Berlin. Bundesaußenministerin Annalena Baerbock (Grüne) hat sich erneut für die Lieferung von weitreichenden Waffen an die Ukraine ausgesprochen. "Frieden kann es nicht mit der Pistole auf der Schläfe geben", sagte sie am Donnerstag nach einem Treffen mit dem britischen Außenminister David Cameron. "Wer das ignoriert, dass es ein Vernichtungskrieg ist, dass man jetzt alles mobilisieren muss, damit die Ukraine zum Frieden kommen kann, der handelt fahrlässig."
Es brauche "mehr Munition, mehr Luftverteidigung, mehr weitreichende Waffen, damit die Ukraine ihr Überleben sichern kann". Ob sie damit auch die Taurus-Marschflugkörper meint, wollte sie auf Nachfrage nicht konkretisieren. Zugleich wiederholte sie nicht explizit die Position von Bundeskanzler Olaf Scholz (SPD), der eine Taurus-Lieferung ausschließt, weil Deutschland aus seiner Sicht damit Kriegspartei würde. "Bestimmte Dinge diskutiert man nicht auf offener Bühne auf einer Pressekonferenz", sagte Baerbock. "Mit Blick auf die weitreichenden Waffen möchte ich unterstreichen, dass dazu eine Vielzahl von Waffensystemen zählt."
Ihr britischer Kollege David Cameron, dessen Land bereits Marschflugkörper des Typs Storm Shadow geliefert hat, erklärte, jedes Land müsse selbst entscheiden, ob es Langstreckensysteme liefern wolle. "Ich kann nur für uns sprechen und sagen, dass wir feststellen mussten, dass die Waffensysteme, die wir bisher der Ukraine geliefert haben, eben dabei geholfen haben, sich gegen diesen schrecklichen Angriff zu wehren", so Cameron.
Er frage sich natürlich, was man noch tun könne.
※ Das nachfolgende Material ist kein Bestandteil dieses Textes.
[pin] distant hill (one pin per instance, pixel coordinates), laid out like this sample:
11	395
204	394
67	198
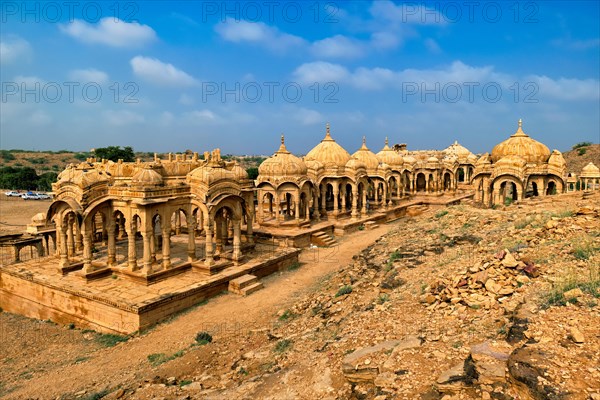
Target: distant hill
578	158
Zu jedem Zeitpunkt seit Kriegsbeginn habe es geheißen, die Lieferung bestimmter neuer Waffensysteme werde zu einer Eskalation führen, sagte der britische Außenminister. "Nein, das ist nicht der Fall. Wenn das, was Sie tun, einem Land dabei hilft, sich zu verteidigen gegen einen Angriff, der illegal und völlig ungerechtfertigt ist, dann sollte nichts sie davon abhalten, dieses Land in dieser Art zu unterstützen, damit es sein Territorium wieder zurückerobern kann."
Zu möglichen Streitpunkten auch in Hinblick auf die jüngste Abhör-Affäre wollte sich Baerbock nicht öffentlich äußern. "Die Geschlossenheit und die Entschlossenheit war unsere Stärke der Partner der Ukraine", sagte sie. "Dieser Krieg ist ein hybrider Krieg." Er werde auch mit perfiden, aber auch strategisch gesetzten Mitteln der Destabiliserung von Demokratien geführt, so Baerbock. "Wenn wir unterschiedliche Sichtweisen haben, dann diskutieren wir das hinter verschlossenen Türen gemeinsam, denn wir werden uns von Putin, egal welche Mittel und Methoden er noch auffährt, nicht spalten lassen - weder innerhalb unserer nationalen Demokratien in Deutschland und Großbritannien, noch zwischen uns als europäische Partner in der EU oder der Nato."
In der vergangenen Woche hatten sich der Bundeskanzler und Frankreichs Präsident Emmanuel Macron über eine mögliche Stationierung europäischer Bodentruppen in der Ukraine gestritten. Während Macron "in der Dynamik" nichts ausschließen wollte, hat Scholz eine Entsendung von Bundeswehr-Soldaten kategorisch ausgeschlossen.